5.反应物掩码函数reactants.mask
- 作用:掩码运算
- 怀疑先作encode_no_edge,又进行掩码运算,单键、无化学键被混淆了。4.9有空一定要检查一番。

def mask(self, node_mask, collapse=False):
    x_mask = node_mask.unsqueeze(-1)          # bs, n, 1
    e_mask1 = x_mask.unsqueeze(2)             # bs, n, 1, 1
    e_mask2 = x_mask.unsqueeze(1)             # bs, 1, n, 1

    if collapse:
        self.X = torch.argmax(self.X, dim=-1)
        self.E = torch.argmax(self.E, dim=-1)

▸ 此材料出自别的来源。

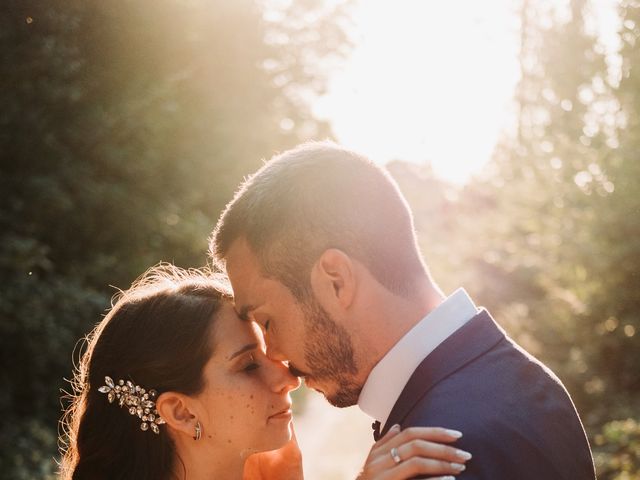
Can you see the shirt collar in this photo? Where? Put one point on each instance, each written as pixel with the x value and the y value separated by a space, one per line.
pixel 390 375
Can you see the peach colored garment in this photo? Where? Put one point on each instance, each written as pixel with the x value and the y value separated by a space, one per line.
pixel 282 464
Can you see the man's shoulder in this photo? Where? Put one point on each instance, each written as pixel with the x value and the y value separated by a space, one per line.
pixel 513 412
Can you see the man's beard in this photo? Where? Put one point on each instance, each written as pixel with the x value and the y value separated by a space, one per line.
pixel 329 355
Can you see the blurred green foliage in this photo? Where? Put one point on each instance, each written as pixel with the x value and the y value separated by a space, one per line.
pixel 548 237
pixel 125 127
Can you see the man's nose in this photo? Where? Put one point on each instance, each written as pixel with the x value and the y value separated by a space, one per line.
pixel 273 353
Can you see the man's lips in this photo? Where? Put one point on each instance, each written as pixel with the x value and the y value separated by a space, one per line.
pixel 297 373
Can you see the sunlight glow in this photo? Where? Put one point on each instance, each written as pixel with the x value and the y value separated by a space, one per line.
pixel 428 82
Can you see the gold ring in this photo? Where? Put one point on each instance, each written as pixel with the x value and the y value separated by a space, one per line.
pixel 394 454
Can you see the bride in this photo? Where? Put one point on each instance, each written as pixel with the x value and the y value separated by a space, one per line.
pixel 174 386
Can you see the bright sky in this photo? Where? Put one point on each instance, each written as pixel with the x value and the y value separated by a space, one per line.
pixel 428 81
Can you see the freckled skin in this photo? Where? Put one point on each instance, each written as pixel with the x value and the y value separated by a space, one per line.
pixel 250 377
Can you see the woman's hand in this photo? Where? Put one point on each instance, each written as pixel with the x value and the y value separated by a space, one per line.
pixel 414 451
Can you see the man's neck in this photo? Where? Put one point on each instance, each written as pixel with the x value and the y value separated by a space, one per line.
pixel 388 319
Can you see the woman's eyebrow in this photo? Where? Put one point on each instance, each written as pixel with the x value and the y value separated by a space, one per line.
pixel 246 348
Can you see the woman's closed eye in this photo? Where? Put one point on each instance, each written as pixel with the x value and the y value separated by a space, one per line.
pixel 250 365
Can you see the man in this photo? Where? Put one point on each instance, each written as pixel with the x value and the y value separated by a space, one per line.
pixel 320 248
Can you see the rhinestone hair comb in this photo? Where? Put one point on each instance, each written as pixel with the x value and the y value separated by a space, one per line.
pixel 136 399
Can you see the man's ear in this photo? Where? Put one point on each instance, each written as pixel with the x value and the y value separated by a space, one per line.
pixel 333 278
pixel 176 410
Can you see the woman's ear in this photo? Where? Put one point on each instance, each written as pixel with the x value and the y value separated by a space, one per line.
pixel 333 279
pixel 176 410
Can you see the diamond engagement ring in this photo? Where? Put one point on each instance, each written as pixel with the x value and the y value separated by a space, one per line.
pixel 394 454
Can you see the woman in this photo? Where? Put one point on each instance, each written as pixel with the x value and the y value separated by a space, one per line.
pixel 174 385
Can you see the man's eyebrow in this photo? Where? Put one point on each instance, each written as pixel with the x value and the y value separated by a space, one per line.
pixel 244 312
pixel 246 348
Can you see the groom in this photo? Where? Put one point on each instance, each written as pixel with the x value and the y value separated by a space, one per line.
pixel 320 248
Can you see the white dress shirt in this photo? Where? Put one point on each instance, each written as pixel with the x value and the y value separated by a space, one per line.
pixel 390 375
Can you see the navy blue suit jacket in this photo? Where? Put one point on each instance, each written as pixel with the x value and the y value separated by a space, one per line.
pixel 516 417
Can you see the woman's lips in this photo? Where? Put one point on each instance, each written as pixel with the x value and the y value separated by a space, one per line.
pixel 284 414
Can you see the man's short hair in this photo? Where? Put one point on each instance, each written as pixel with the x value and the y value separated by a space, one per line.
pixel 315 197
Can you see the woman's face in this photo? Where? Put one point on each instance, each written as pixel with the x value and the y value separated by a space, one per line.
pixel 245 405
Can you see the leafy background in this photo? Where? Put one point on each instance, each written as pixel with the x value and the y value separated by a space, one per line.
pixel 126 125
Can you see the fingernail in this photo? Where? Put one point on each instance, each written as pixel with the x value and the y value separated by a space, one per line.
pixel 464 455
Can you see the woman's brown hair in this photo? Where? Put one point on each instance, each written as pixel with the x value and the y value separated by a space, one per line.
pixel 158 335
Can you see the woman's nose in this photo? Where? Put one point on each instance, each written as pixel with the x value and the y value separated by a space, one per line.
pixel 283 380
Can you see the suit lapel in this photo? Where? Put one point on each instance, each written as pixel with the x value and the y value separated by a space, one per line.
pixel 470 341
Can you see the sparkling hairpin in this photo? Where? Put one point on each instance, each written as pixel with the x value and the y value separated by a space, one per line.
pixel 139 401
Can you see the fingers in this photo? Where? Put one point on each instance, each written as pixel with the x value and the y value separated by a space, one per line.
pixel 423 466
pixel 395 438
pixel 436 451
pixel 421 451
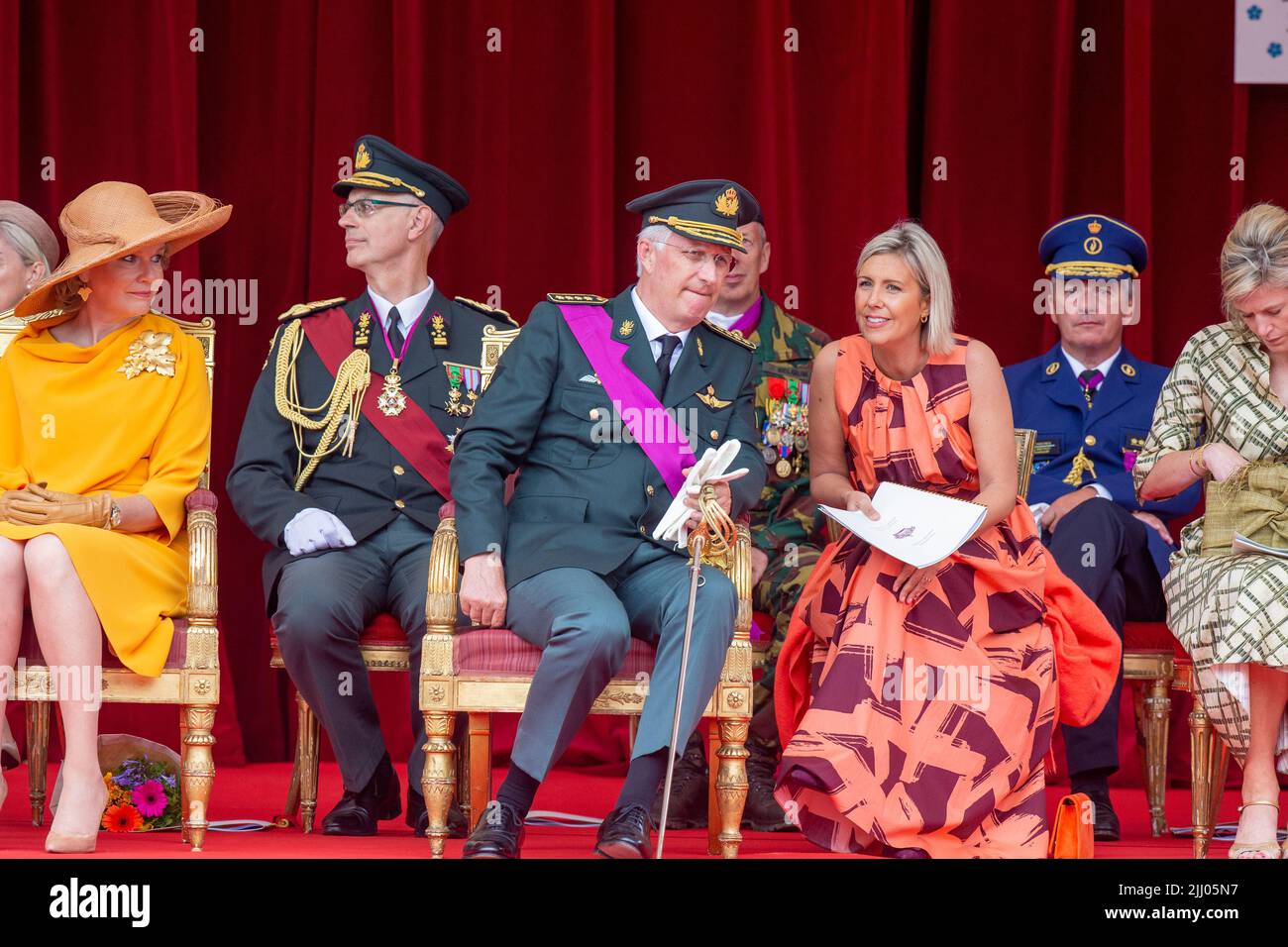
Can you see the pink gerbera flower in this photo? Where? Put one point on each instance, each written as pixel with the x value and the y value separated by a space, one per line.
pixel 150 797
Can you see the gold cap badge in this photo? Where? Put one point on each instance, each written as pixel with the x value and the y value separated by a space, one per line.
pixel 726 204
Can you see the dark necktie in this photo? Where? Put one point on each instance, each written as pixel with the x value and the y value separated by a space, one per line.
pixel 1090 380
pixel 664 361
pixel 395 337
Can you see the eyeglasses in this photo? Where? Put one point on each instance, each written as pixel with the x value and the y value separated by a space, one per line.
pixel 698 258
pixel 366 206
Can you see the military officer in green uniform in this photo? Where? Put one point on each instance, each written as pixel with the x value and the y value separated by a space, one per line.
pixel 786 527
pixel 572 564
pixel 342 466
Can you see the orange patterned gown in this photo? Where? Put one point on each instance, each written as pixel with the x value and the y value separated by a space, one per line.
pixel 927 723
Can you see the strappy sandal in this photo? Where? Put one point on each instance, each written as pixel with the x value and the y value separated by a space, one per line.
pixel 1270 849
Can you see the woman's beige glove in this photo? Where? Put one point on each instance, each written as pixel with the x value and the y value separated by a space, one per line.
pixel 40 506
pixel 7 500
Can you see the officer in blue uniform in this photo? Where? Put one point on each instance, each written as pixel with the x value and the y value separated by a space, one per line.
pixel 348 504
pixel 1091 403
pixel 572 564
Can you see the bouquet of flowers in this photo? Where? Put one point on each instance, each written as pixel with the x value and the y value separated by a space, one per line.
pixel 142 795
pixel 142 780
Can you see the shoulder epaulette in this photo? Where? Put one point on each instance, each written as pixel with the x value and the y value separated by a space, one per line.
pixel 487 309
pixel 309 308
pixel 730 337
pixel 575 298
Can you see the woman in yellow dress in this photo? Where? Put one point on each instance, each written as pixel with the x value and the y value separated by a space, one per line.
pixel 104 429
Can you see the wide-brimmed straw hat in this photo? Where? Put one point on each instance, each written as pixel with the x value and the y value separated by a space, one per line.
pixel 112 219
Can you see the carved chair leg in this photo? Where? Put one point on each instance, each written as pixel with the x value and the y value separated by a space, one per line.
pixel 1203 748
pixel 1158 709
pixel 292 791
pixel 712 749
pixel 198 770
pixel 183 788
pixel 730 785
pixel 307 753
pixel 1220 770
pixel 478 792
pixel 438 780
pixel 38 757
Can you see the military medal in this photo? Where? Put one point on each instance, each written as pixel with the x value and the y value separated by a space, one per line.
pixel 464 382
pixel 393 398
pixel 785 434
pixel 437 331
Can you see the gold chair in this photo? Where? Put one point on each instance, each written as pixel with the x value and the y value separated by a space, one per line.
pixel 191 674
pixel 1153 659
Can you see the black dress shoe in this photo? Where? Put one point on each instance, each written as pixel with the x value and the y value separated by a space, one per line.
pixel 763 813
pixel 359 813
pixel 497 835
pixel 417 817
pixel 1106 827
pixel 688 789
pixel 626 834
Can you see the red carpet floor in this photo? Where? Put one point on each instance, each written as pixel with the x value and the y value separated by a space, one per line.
pixel 259 792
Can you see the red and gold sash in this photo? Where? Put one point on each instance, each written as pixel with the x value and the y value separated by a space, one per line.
pixel 412 432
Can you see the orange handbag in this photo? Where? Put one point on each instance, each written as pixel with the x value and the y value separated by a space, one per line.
pixel 1072 831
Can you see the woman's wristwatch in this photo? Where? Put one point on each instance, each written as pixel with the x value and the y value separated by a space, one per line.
pixel 1196 462
pixel 114 515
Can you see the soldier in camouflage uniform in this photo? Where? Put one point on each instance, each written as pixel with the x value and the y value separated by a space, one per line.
pixel 786 528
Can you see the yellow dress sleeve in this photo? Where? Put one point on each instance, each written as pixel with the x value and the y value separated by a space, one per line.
pixel 183 446
pixel 1179 415
pixel 12 472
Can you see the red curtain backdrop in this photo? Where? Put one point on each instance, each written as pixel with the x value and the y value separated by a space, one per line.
pixel 986 120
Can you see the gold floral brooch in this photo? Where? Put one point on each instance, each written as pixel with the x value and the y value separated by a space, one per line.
pixel 150 352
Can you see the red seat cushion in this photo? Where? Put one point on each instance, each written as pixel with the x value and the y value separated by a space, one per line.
pixel 384 631
pixel 1151 635
pixel 500 651
pixel 29 648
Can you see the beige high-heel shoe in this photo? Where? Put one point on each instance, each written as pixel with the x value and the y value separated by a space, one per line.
pixel 75 843
pixel 1256 849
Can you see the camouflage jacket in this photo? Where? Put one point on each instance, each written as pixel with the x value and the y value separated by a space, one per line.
pixel 785 350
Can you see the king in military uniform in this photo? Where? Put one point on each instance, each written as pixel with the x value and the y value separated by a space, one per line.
pixel 572 565
pixel 786 527
pixel 343 463
pixel 1091 403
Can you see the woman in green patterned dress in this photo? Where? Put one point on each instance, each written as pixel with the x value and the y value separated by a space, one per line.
pixel 1224 405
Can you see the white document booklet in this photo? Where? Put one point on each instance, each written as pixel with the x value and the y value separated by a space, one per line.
pixel 1241 544
pixel 915 526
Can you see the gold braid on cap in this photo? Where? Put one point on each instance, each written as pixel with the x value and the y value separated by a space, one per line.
pixel 352 379
pixel 700 230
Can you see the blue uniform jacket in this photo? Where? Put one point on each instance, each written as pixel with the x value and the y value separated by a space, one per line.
pixel 1046 395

        self.X[node_mask == 0] = - 1
        self.E[(e_mask1 * e_mask2).squeeze(-1) == 0] = - 1
    else:
        self.X = self.X * x_mask
        self.E = self.E * e_mask1 * e_mask2
        assert torch.allclose(self.E, torch.transpose(self.E, 1, 2))

    return self

6.噪声应用
- 针对每个样本,独立、随机采样时间步,t_int,范围为[lowest_t, self.T]
- t_float, s_float将时间步归一化,便于进行noise schedule
-

def apply_noise(self, X, E, y, X_T, E_T, y_T, node_mask):
    # Sample a timestep t.
    # When evaluating, the loss for t=0 is computed separately
    lowest_t = 0 if self.training else 1
    t_int = torch.randint(lowest_t, self.T + 1, size=(X.size(0), 1), device=X.device).float()  # (bs, 1)
    s_int = t_int - 1

    t_float = t_int / self.T
    s_float = s_int / self.T

    # beta_t and alpha_s_bar are used for denoising/loss computation
    beta_t = self.noise_schedule(t_normalized=t_float)  # (bs, 1)
    alpha_s_bar = self.noise_schedule.get_alpha_bar(t_normalized=s_float)  # (bs, 1)
    alpha_t_bar = self.noise_schedule.get_alpha_bar(t_normalized=t_float)  # (bs, 1)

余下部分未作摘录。